University requests additional funding for S.T.A.R. Park

News Reporter
Tony Zuniga, field service engineer, tests the strength of plastic Feb. 5 at a lab in Star Park.

Texas State has requested an additional $2.8 million annually for two years for the Science, Technology and Advanced Research (S.T.A.R.) Park from the state’s General Appropriations Act.

The university submitted a request for legislative appropriations last summer. The request is one of many “exceptional items” President Denise Trauth will present this month to the Senate Finance and House appropriations committees, said Eugene Bourgeois, provost and vice president of academic affairs.

“Universities are allowed to take forward items that are outside of their normal budget request to the legislature,” said Steve Frayser, executive director at S.T.A.R. Park. “One of the ones we’re taking forward is to add additional funding to further what we’re already doing in material sciences and commercialization.”

Frayser said work done at S.T.A.R. Park is not dependent on possible funding from the state’s appropriations act.

“We’re asking for the new funding so we can expand the activities and actually formalize this institute,” Bourgeois said.

S.T.A.R. Park would hire new staff with the additional funding, he said.

Bourgeois said S.T.A.R. Park currently receives research funds from the state as an emerging research university as well as revenue from outside companies using the equipment and labs at the facility.

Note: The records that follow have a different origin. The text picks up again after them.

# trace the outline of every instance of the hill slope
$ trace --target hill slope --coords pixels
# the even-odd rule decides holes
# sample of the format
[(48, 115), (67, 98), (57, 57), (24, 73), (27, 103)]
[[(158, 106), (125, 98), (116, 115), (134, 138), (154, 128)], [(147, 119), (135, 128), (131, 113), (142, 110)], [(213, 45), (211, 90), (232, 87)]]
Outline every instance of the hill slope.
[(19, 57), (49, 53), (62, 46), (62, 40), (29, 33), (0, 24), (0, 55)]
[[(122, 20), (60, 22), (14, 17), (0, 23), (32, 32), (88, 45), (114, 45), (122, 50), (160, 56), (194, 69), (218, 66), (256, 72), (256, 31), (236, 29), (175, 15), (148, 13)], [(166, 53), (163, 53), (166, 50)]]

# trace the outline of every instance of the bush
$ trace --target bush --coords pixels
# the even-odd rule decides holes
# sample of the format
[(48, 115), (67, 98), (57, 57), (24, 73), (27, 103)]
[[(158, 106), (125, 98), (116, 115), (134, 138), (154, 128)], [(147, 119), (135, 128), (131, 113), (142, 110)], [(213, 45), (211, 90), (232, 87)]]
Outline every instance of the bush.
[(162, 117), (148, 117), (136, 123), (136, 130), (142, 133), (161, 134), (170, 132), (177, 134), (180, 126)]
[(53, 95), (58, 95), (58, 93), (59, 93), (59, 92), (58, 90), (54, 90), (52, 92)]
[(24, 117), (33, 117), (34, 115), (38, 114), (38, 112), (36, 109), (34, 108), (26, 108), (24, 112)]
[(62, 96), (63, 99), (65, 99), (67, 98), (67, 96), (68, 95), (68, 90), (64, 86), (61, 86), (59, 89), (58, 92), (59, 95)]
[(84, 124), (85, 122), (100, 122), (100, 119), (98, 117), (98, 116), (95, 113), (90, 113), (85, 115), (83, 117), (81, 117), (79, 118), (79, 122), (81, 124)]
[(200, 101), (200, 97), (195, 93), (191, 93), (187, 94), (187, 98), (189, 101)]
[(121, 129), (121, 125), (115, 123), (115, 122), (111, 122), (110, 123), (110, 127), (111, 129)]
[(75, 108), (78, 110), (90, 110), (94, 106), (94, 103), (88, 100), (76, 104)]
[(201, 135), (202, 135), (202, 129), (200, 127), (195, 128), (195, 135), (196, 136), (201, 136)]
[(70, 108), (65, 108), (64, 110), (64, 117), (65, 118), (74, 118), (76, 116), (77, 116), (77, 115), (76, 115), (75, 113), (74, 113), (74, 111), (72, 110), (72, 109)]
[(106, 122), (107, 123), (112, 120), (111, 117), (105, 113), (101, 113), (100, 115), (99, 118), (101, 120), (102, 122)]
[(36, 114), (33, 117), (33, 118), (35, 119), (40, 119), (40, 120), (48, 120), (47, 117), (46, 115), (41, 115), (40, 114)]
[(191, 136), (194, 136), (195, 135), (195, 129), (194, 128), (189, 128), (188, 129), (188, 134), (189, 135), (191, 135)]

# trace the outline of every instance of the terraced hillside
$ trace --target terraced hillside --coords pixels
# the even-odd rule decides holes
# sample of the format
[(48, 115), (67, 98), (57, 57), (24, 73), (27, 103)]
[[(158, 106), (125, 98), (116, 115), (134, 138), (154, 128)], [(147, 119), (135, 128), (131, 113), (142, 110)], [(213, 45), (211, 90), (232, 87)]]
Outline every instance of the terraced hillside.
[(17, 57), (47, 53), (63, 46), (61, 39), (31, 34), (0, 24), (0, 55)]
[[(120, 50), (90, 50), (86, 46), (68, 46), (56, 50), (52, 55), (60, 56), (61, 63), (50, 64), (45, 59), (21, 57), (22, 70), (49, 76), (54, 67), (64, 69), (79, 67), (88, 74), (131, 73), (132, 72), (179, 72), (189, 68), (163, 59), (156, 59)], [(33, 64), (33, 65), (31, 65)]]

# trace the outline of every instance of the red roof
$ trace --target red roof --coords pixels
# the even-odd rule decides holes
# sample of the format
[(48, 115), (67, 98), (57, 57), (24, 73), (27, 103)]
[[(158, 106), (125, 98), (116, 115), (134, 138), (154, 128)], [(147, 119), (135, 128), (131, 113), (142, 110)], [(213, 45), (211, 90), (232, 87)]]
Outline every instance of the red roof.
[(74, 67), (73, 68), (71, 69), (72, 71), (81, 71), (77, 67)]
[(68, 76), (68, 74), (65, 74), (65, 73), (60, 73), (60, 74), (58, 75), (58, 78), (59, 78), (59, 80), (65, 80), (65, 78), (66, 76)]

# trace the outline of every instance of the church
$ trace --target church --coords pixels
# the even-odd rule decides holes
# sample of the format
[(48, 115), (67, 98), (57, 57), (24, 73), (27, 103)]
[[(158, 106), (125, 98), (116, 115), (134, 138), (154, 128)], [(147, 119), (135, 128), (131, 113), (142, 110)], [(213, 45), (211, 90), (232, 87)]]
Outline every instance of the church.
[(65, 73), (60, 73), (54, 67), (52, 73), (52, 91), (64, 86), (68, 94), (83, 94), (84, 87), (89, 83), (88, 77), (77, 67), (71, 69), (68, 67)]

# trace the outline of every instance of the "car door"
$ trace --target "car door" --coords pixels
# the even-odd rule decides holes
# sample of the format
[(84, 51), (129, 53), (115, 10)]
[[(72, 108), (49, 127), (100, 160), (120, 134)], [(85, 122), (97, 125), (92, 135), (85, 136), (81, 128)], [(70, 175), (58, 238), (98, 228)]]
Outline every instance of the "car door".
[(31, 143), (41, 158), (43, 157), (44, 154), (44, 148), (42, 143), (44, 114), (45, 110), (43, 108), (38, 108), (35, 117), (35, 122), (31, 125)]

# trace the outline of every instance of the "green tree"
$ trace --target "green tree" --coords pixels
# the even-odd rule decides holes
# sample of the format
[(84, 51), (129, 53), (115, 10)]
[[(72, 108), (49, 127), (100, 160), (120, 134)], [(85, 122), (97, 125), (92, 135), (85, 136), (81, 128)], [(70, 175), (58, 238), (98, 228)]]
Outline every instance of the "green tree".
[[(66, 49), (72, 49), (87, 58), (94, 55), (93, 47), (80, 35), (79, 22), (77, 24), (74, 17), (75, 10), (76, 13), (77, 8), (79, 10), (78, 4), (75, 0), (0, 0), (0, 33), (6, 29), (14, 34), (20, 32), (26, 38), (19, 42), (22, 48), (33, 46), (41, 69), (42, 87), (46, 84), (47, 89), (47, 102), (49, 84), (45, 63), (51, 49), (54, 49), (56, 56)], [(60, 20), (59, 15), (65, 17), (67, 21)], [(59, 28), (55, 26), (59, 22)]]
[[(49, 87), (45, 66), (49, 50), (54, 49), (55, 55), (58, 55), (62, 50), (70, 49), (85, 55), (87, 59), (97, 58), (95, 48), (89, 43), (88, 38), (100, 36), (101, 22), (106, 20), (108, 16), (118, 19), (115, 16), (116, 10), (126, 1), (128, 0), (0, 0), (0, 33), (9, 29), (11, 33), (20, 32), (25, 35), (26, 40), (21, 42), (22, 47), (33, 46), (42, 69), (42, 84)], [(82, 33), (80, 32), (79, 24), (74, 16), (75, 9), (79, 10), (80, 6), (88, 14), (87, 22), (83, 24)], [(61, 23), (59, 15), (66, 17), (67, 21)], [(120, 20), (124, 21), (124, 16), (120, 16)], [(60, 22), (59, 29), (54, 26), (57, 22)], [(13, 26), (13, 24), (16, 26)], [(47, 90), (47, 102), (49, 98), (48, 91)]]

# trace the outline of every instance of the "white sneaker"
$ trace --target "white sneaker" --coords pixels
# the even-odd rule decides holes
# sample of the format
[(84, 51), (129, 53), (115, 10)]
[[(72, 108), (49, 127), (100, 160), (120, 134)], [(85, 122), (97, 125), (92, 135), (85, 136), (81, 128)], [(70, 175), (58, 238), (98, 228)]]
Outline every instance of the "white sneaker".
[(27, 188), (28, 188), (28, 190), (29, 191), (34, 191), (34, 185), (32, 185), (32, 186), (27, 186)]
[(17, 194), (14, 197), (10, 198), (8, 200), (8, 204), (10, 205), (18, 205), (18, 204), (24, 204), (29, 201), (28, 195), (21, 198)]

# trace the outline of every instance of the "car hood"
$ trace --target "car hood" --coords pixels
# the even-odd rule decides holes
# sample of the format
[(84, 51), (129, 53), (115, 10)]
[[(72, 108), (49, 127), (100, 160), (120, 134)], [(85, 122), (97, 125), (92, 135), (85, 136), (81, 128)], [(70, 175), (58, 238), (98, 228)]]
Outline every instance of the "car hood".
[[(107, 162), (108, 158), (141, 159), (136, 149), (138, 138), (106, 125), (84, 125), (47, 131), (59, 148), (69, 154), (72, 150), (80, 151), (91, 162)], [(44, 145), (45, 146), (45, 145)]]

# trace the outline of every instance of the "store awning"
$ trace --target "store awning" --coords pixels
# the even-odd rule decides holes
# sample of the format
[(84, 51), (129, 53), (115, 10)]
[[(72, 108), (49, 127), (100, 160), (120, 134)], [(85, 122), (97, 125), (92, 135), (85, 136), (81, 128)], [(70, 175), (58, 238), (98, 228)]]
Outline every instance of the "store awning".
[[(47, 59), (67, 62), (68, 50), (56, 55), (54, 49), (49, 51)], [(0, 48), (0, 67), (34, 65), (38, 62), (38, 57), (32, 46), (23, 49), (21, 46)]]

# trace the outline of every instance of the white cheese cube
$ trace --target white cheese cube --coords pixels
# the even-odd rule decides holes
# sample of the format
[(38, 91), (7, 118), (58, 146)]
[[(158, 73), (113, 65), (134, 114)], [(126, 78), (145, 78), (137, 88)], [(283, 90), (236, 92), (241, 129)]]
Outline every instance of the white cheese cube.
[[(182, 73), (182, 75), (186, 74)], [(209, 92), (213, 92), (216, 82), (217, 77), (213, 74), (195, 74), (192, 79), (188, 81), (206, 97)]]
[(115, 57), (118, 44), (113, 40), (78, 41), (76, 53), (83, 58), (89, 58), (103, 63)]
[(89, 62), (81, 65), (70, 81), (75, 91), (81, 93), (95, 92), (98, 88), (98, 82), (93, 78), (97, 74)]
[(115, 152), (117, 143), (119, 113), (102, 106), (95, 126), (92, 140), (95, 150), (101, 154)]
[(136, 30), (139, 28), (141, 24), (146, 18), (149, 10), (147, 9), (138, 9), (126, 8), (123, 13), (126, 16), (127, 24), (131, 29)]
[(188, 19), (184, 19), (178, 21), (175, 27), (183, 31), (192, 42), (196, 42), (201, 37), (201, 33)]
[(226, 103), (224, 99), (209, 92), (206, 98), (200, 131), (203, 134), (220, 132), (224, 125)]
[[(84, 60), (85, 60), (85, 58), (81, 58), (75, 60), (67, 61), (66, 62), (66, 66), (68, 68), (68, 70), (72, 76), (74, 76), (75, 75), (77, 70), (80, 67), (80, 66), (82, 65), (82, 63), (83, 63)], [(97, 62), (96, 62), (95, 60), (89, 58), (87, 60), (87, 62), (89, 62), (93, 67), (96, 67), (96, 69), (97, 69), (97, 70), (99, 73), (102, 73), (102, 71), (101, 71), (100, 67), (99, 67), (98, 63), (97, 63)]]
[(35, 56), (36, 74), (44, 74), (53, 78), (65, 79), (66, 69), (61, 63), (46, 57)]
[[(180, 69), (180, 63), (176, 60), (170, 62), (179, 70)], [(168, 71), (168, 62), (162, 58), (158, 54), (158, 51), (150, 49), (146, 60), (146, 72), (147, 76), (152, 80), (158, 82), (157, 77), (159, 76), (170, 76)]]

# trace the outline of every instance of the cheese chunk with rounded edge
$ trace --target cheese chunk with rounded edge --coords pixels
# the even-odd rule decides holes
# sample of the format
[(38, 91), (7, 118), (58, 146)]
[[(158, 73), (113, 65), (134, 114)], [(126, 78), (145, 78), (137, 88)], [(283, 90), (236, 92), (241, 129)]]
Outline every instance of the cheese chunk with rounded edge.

The state Senate Finance Committee and the House Appropriations Committee will decide whether to include the university’s request for additional funding in the appropriations act given to the governor.

Bill Nance, vice president of finance and support services, said university officials will know if the funding request is approved after the legislative session ends on June 20

“S.T.A.R. Park just opened in November 2012, so this would be the first special item appropriation that helped them out,” Nance said.

Nance said the additional funding will be available to the university Sept. 1 if the request is approved.

S.T.A.R. One is a “business incubator” for technological companies providing whole lab suites, help with management teams, funding and accounting for start-ups, Frayser said. The facility does not offer any classes.

“We’re creating products and processes and services that benefit people,” Frayser said. “So we provide, in this facility, very specialized space for people to be in that’s typically too expensive for a small company to engage with.”

MicroPower and Quantum Materials Corporation are two of S.T.A.R. One’s five clients.

Frayser said MicroPower is working to convert electricity of waste heat from large stationary sources, and Quantum Materials Corp. works with quantum dots used in LED light panels, high-definition televisions and possibly a bio-marker.

Frayser said the five clients at S.T.A.R. One pay over $400,000 a year in funded research to the university.

“We’ve stepped in a niche that other folks are not addressing right now in Central Texas, and that’s providing lab space for material science and chemistry companies and life science companies,” Frayser said.

All companies at S.T.A.R. One are required to have a partnership with the university. Companies must have been formed by Texas State faculty and graduate students or use the university’s equipment along with either group, Bourgeois said.

S.T.A.R. One is undergoing building expansion from 14,000 to 36,000 square feet. The expansion will create six additional lab suites, Frayser said.

The spaces are in high demand, Frayser said. One is already filled, and the university has received letters of intent regarding three others.

“Four of the six will be gone before we even get them done,” Frayser said.